「ご、ごめんなさい! 私…」

「いいよ、どうせそのうち俺が突っ込んでただろうし。あっち?」



消え入りそうな声で言ったロゼに、イアンは気にしていないと告げてロゼの教えてくれた方向へ目を向けた。

頷いたロゼは、掴まれたままの腕を見て何とも言えない気持ちになる。


何にもわからないまま、いきなり走り出した自分を必死に追いかけてきてくれたのだろう。


そのうち突っ込んでいた、なんてのも、先ほどまでの彼からしてきっと嘘だ。

最初はそうだろうと思っていたが、彼は自分を気にして一切そんな動きは見せなかった。



「ありがと、イアン…」



呟くようにしか言えない自分に悲しくなりながら、ロゼはせめて感謝の気持ちが伝われば、とイアンの自分より大きな手に小さな手を重ねた。



「ん? あ、いや、あ、腕、ごめん」



それでようやくイアンも状況を思い出したのか、細い腕からぱっと手を離して少し目を泳がす。

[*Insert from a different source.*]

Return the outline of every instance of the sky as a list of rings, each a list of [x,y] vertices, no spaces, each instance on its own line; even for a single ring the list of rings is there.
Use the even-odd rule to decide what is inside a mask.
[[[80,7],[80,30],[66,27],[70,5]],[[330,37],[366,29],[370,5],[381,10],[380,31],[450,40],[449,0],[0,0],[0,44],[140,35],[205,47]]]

その意味はわからなかったらしく、ロゼはきょとんとしてから別に痛くなかった、と見当違いなことを言った。



「いや、うん…、いいや、行こう」



何となく気まずく思いながら、それを振り払うようにイアンは彼女の前を歩き出す。

彼がしっかり剣に手をかけているのを見て、ロゼは少し頬を緩めた。



「イアンって実は結構しっかりしてるのね」

「ロゼ、それって褒めてるのか?」



そんなやり取りをしつつ、二人は警戒を緩めずに森の奥深くへ入って行く。

立ち並ぶ木々が、風と共にざわざわと揺れる。


それはまるで、誘い込んでいるようでもあった。